The DataSet type is a container for data points. It holds 3 vectors x, y, sigma where the components of sigma quantify the standard deviation associated with each measurement. Its fields can be obtained via xdata(DS), ydata(DS), sigma(DS).

In the simplest case, where all data points are mutually independent and have a single $x$-component and a single $y$-component each, a four-point DataSet can be constructed via

DataSet([1,2,3,4],[4,5,6.5,7.8],[0.5,0.45,0.6,0.8])

where the three arguments constitute a vector of x-values, y-values and 1σ uncertainties associated with the y-values, respectively.
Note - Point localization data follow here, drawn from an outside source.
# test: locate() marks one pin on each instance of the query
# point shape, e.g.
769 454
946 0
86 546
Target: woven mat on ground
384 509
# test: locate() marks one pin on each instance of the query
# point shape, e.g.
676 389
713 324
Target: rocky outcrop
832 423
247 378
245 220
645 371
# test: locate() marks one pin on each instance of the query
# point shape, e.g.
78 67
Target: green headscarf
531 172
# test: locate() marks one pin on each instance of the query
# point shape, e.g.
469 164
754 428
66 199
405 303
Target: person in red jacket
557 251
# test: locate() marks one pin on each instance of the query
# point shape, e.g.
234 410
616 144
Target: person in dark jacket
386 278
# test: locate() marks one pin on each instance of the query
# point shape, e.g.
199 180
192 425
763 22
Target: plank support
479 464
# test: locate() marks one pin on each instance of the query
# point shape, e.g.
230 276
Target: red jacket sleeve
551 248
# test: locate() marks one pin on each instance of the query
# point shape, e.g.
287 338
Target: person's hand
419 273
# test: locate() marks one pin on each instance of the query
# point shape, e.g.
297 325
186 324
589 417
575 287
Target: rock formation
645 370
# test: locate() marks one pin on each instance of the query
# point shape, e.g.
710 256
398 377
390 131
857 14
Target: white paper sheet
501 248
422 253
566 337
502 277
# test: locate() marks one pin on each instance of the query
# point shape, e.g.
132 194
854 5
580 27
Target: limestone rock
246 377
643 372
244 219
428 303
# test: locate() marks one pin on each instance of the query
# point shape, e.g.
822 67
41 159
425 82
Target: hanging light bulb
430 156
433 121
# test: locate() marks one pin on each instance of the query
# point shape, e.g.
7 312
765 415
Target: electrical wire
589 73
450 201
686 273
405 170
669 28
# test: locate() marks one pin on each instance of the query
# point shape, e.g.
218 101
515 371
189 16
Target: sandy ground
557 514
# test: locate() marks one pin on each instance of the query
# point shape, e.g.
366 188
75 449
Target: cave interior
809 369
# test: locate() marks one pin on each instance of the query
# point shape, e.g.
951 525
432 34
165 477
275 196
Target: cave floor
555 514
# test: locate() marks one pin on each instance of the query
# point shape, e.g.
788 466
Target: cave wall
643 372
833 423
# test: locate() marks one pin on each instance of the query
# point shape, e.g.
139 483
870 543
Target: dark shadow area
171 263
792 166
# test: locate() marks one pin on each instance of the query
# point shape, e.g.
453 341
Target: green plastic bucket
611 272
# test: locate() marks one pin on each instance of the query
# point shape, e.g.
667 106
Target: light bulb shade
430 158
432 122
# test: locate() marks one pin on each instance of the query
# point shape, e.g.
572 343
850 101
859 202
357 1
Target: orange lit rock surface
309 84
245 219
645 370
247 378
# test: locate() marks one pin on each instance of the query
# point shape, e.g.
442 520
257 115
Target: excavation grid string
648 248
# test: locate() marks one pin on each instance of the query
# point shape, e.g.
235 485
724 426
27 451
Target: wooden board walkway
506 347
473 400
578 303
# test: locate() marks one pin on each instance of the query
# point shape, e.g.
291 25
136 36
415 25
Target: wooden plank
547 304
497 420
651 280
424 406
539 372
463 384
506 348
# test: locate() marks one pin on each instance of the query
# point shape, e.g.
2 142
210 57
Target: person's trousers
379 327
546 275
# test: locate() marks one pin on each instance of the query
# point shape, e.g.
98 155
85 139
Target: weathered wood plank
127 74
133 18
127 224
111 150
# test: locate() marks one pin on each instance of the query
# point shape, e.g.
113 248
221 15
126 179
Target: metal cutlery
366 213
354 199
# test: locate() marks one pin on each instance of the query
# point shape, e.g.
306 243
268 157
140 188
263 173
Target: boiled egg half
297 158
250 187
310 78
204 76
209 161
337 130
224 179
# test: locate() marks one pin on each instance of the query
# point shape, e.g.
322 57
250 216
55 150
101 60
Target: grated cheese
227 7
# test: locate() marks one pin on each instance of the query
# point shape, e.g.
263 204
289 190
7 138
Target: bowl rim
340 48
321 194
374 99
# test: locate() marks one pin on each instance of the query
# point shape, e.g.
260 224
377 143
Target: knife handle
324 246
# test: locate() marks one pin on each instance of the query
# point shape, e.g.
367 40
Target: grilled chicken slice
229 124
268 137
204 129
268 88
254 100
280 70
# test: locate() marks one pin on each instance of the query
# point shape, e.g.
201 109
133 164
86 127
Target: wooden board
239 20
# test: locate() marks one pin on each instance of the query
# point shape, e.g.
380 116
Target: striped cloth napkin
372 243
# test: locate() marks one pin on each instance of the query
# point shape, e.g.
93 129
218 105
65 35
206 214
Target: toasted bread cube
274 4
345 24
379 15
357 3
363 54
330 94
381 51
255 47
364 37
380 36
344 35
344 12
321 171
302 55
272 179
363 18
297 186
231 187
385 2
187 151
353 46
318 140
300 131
In addition to a DataSet, a DataModel contains the model as a function model(x,θ) and its derivative dmodel(x,θ) where x denotes the x-value of the data and θ is a vector of parameters on which the model depends. Crucially, dmodel contains the derivatives of the model with respect to the parameters θ, not the x-values. For example

DS = DataSet([1,2,3.],[4,5,6.5],[0.5,0.45,0.6])
model(x,θ::Vector) = θ[1] .* x .+ θ[2]
DM = DataModel(DS,model)

If provided like this, the gradient of the model with respect to the parameters θ (i.e. its "Jacobian") will be calculated using automatic differentiation. Alternatively, an explicit analytic expression for the Jacobian can be specified by hand:

function dmodel(x,θ::Vector)
   J = Array{Float64}(undef, length(x), length(θ))
   @. J[:,1] = x        # ∂(model)/∂θ₁
   @. J[:,2] = 1.       # ∂(model)/∂θ₂
   return J
end
DM = DataModel(DS,model,dmodel)

The output of the Jacobian must be a matrix whose columns correspond to the partial derivatives with respect to different components of θ and whose rows correspond to evaluations at different values of x.